Joyce S M, Brown D E, Nelson E A
Division of Emergency Medicine, University of Utah School of Medicine, Salt Lake City 84132, USA.
Prehosp Disaster Med. 1996 Jul-Sep;11(3):180-7. doi: 10.1017/s1049023x00042928.
To describe the epidemiology of pediatric emergency medical services (EMS) practice in a large patient population from several geographic areas.
Retrospective computer analysis of EMS databases from four states using a common data set and analysis system.
Pennsylvania, Tennessee, Mississippi, and Nevada (except Clark County), 1990 through 1992.
All patient-care reports of patients 14 years old and younger were extracted from the EMS databases and analyzed for the following factors: age, gender, date, elapsed prehospital times, incident type, mechanism of injury, call disposition, illness or injuries encountered, severity of illness/injury (by abnormal vital signs), and basic life support (BLS) and advanced life support (ALS) treatment delivered.

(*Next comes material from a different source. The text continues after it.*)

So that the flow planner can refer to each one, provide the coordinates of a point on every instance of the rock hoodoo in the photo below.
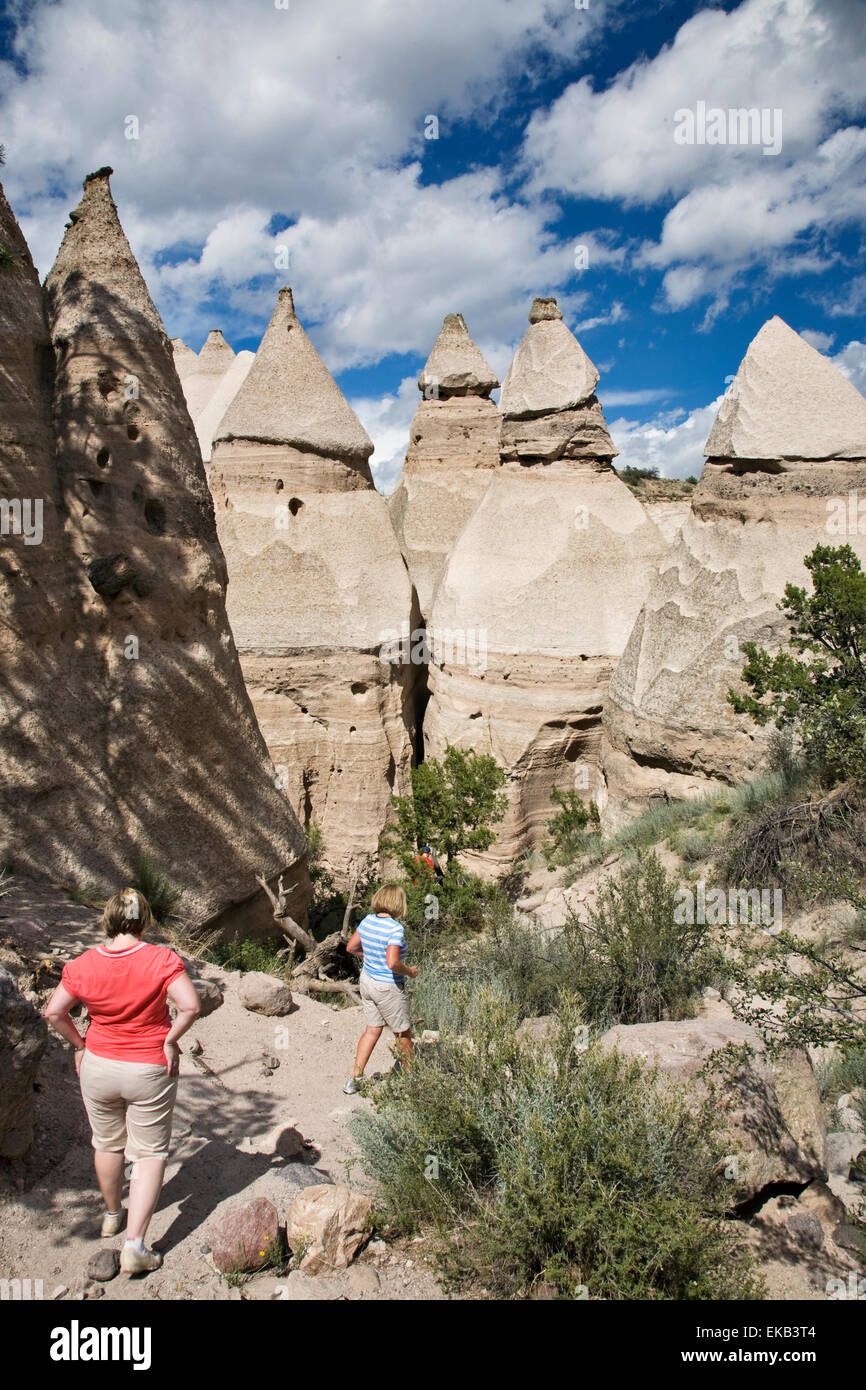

A total of 1,512,907 patient care reports were reviewed. Those of 61,132 children were extracted for analysis. These children comprised about 4% of prehospital responses. Male subjects predominated (56%), and children aged 7 through 14 years represented 46% of cases. Most calls occurred in the evening and daylight hours. Children were transported by ambulance in 89% of cases, and care was refused in 7.7%. Mean response time was 9 +/- 16 minutes, mean scene time 12 +/- 14 minutes, and mean transport time 14 +/- 20 minutes. Traumatic incidents predominated at 42%, with motor vehicle accidents and falls the most common mechanisms. Blunt injuries accounted for 94% of trauma, whereas respiratory problems, seizures, and poisoning/overdose were the most common medical problems. Vital signs were obtained in 56% of cases. Abnormal vital signs were noted in 21% of these, and the presumptive causes were similar in distribution to those of the general population, with the addition of cardiac arrest. The most commonly used treatments were spinal immobilization, oxygen administration, intravenous access and several ALS medications. An ALS capability was available in more than half the runs, but ALS treatment was delivered in only 14% of those cases. Outcome data were not available.
This multistate analysis of pediatric EMS epidemiology confirms findings reported in smaller regional studies, with several exceptions. Excessive scene times were not noted. Few children had serious disorders as evidenced by abnormal vital signs. An ALS treatment, when available, was used infrequently. These findings have implications for EMS planners and educators.
描述来自多个地理区域的大量患者群体中儿科急诊医疗服务(EMS)的流行病学情况。
使用通用数据集和分析系统对四个州的EMS数据库进行回顾性计算机分析。
宾夕法尼亚州、田纳西州、密西西比州和内华达州(克拉克县除外),1990年至1992年。
从EMS数据库中提取所有14岁及以下患者的医疗护理报告,并分析以下因素:年龄、性别、日期、院前时间、事件类型、受伤机制、呼叫处置情况、所遇到的疾病或损伤、疾病/损伤严重程度(通过异常生命体征判断)以及所提供的基础生命支持(BLS)和高级生命支持(ALS)治疗。
共审查了1,512,907份患者医疗护理报告。提取了61,132名儿童的报告进行分析。这些儿童约占院前急救响应的4%。男性占主导(56%),7至14岁的儿童占病例的46%。大多数呼叫发生在傍晚和白天时段。89%的病例中儿童由救护车运送,7.7%的病例护理被拒绝。平均响应时间为9±16分钟,平均现场时间为12±14分钟,平均运送时间为14±20分钟。创伤事件占主导,为42%,其中机动车事故和跌倒最为常见。钝性损伤占创伤的94%,而呼吸问题、癫痫发作和中毒/过量是最常见的医疗问题。56%的病例获取了生命体征。其中21%的病例生命体征异常,推测原因在分布上与普通人群相似,还包括心脏骤停。最常用的治疗方法是脊柱固定、输氧、建立静脉通路以及使用几种ALS药物。超过一半的出诊有ALS能力,但其中只有14%的病例进行了ALS治疗。未获得结局数据。
这项对儿科EMS流行病学的多州分析证实了在较小区域研究中报告的结果,但有几个例外。未发现现场时间过长的情况。很少有儿童因生命体征异常而患有严重疾病。有ALS治疗时,使用频率很低。这些发现对EMS规划者和教育者有启示意义。